In [1]:
%%init_spark
launcher.num_executors = 3
launcher.executor_cores = 3
launcher.driver_memory = '2g'
launcher.executor_memory = '12g'

In this notebook we are going to work with a dataset from _Allstate Insurance Company_. The dataset is made of about 300'000 rows, anonymised and masked, with more than 100 categorical and numerical features related to insurances claims. What we have to do it is to understand whether a customer is likely to make a claim or not based on his insurance features history

**If you are running a notebook in `almond-scala` you have to run this command first to import the right spark libraries**

In [None]:
import $ivy.`org.apache.spark::spark-sql:2.4.3`
import $ivy.`org.apache.spark::spark-mllib:2.4.5`

After importing `spark-sql` and `spark-mllib` libraries we can _unzip the input file contained in_ `insurancedata.tar.bz2` . 
To do that from the Scala interface we are importing `sys.process._` and calling the command line `tar -xjf insurancedata.tar.bz2`

In [2]:
import sys.process._

Intitializing Scala interpreter ...

Spark Web UI available at https://datalab-cm-controlnode1.datalab.prod.temp.aws.sb-cloud.net:8090/proxy/application_1584597944032_0001
SparkContext available as 'sc' (version = 2.0.0.cloudera2, master = yarn, app id = application_1584597944032_0001)
SparkSession available as 'spark'


import sys.process._


In [3]:
"tar -xjf insurancedata.tar.bz2"!

res0: Int = 0


At this point we can start to import all the libraries needed for this project.  
First thing to notice is a substantial difference between Scala and Python or Java as regards the wildcard import. Scala makes a wildcard import with the underscore symbol `_` rather than with asterisk `*`. As a matter of fact `*` can be used as a valid identifier, so that we can write something like `val * = 123`. Thus,to import all the classes from a package we write `import org.apache.spark.sql._`

In [4]:
import org.apache.spark.sql._ //import all the sql framework
import org.apache.spark.sql.functions._ //import the sql functions such as expression or dates
import org.apache.spark.sql.types._ //import the sql types, like String, Integer and so on 


import java.text.SimpleDateFormat
import org.apache.spark.ml.feature.{IndexToString, StringIndexer, StringIndexerModel, VectorAssembler}
import org.apache.spark.sql.SparkSession
import org.apache.spark.mllib.evaluation.{BinaryClassificationMetrics, MulticlassMetrics, RegressionMetrics}
import org.apache.spark.ml.evaluation.{MulticlassClassificationEvaluator, RegressionEvaluator}
import org.apache.spark.ml.linalg.{DenseVector, Vector} 
import org.apache.spark.sql.{Row, DataFrame}
import org.apache.spark.ml.regression.{LinearRegression, LinearRegressionModel}
import org.apache.spark.ml.{Pipeline, PipelineModel}
import org.apache.spark.ml.tuning.{ParamGridBuilder, CrossValidator}


import org.apache.spark.sql._
import org.apache.spark.sql.functions._
import org.apache.spark.sql.types._
import org.apache.spark.sql.Dataset
import java.text.SimpleDateFormat
import org.apache.spark.ml.feature.{IndexToString, StringIndexer, StringIndexerModel, VectorAssembler}
import org.apache.spark.sql.SparkSession
import org.apache.spark.ml.classification.{RandomForestClassifier, RandomForestClassificationModel, LogisticRegression}
import org.apache.spark.mllib.evaluation.{BinaryClassificationMetrics, MulticlassMetrics, RegressionMetrics}
import org.apache.spark.ml.evaluation.{MulticlassClassificationEvaluator, RegressionEvaluator}
import org.apache.spark.ml.linalg.{DenseVector, Vector}
import org.apache.spark.sql.{Row, DataFrame}
import org.apache.spark.ml.regression.{LinearRegress...
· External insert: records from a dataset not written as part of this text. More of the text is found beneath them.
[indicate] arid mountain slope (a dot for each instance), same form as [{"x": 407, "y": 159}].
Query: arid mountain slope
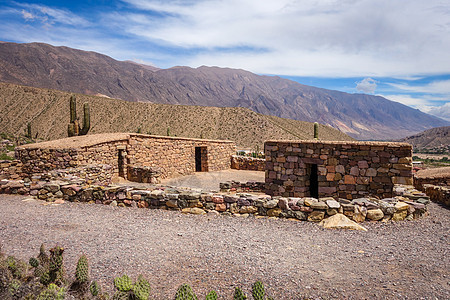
[
  {"x": 438, "y": 137},
  {"x": 48, "y": 113},
  {"x": 62, "y": 68}
]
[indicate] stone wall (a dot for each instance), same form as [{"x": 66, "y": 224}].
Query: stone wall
[
  {"x": 173, "y": 156},
  {"x": 239, "y": 162},
  {"x": 343, "y": 169}
]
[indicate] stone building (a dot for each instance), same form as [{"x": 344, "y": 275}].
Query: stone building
[
  {"x": 121, "y": 152},
  {"x": 336, "y": 169}
]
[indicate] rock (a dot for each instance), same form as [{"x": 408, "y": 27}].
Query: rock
[
  {"x": 359, "y": 213},
  {"x": 339, "y": 221},
  {"x": 308, "y": 201},
  {"x": 316, "y": 216},
  {"x": 271, "y": 203},
  {"x": 283, "y": 203},
  {"x": 274, "y": 212},
  {"x": 319, "y": 205},
  {"x": 197, "y": 211},
  {"x": 333, "y": 204},
  {"x": 221, "y": 207},
  {"x": 399, "y": 215},
  {"x": 248, "y": 210},
  {"x": 172, "y": 203},
  {"x": 401, "y": 206},
  {"x": 217, "y": 199},
  {"x": 375, "y": 214}
]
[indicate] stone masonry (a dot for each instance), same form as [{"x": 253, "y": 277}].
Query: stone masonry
[
  {"x": 336, "y": 169},
  {"x": 173, "y": 156}
]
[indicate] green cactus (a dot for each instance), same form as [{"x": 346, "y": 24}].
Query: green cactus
[
  {"x": 239, "y": 294},
  {"x": 141, "y": 288},
  {"x": 94, "y": 288},
  {"x": 82, "y": 270},
  {"x": 212, "y": 296},
  {"x": 56, "y": 266},
  {"x": 73, "y": 128},
  {"x": 123, "y": 284},
  {"x": 34, "y": 262},
  {"x": 316, "y": 130},
  {"x": 121, "y": 296},
  {"x": 258, "y": 291},
  {"x": 52, "y": 292},
  {"x": 185, "y": 292}
]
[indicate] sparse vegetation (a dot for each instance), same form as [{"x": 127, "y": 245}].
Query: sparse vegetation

To disable the Spark logging we add the following import statement:

In [5]:
import org.apache.log4j.{Level, Logger}
Logger.getLogger("org").setLevel(Level.OFF)

import org.apache.log4j.{Level, Logger}


**if you're running on `almond-scala` access to the spark notebook Session:**

In [None]:
val spark = {
  NotebookSparkSession.builder()
    .master("local[*]")
    val spark = {
  NotebookSparkSession.builder()
    .master("local[*]")
    .getOrCreate()
}.getOrCreate()
}

At this point we have everything set upand we are ready to start with a deep immersion into the Scala functionalities

First we are going to look at each stage of our pre and processing, then we'll write an object to implement all together 

### Data Preprocessing 

Here we are going to deal with the very first spark command. 
Using the current `spark` session we are going to read the train and test csv file. 
`option` is a huge attribute, where we can specify how to open the file:
- "header": if "true" we are importing the file's header 
- "inferSchema": if "true" spark will try to infer/guess the underlying schema of our file 
- "sep": this specifies the separtor character in our file, it may be a comma "," or ";" or whatever (e.g. (option("sep",":")) 
- "orc.bloom.filter.columns": as a further example we can deal with the orc.columns filtering them depending on our choice

`format` is in charge of communicating the file format to spark:
- "com.databricks.spark.csv": csv file
- "json"
- "parquet"
- "orc" 

then, self-explanatory `load` which takes as an argument the name of the file. 
Few things should be said about `cache` but I'll write something apart about this command and the methods to cache and persist our data in memory

In [11]:
//prepocessing data 
var trainSample = 1.0 
var testSample = 1.0
val train="insurance/train.csv"
val test ="insurance/test.csv"

val trainInput = spark.read
    .option("header","true")
    .option("inferSchema","true")
    .format("com.databricks.spark.csv")
    .load(train)
    .cache

val testInput  = spark.read
    .option("header","true")
    .option("inferSchema","true")
    .format("com.databricks.spark.csv")
    .load(test)
    .cache

trainSample: Double = 1.0
testSample: Double = 1.0
train: String = insurance/train.csv
test: String = insurance/test.csv
trainInput: org.apache.spark.sql.Dataset[org.apache.spark.sql.Row] = [id: int, cat1: string ... 130 more fields]
testInput: org.apache.spark.sql.Dataset[org.apache.spark.sql.Row] = [id: int, cat1: string ... 129 more fields]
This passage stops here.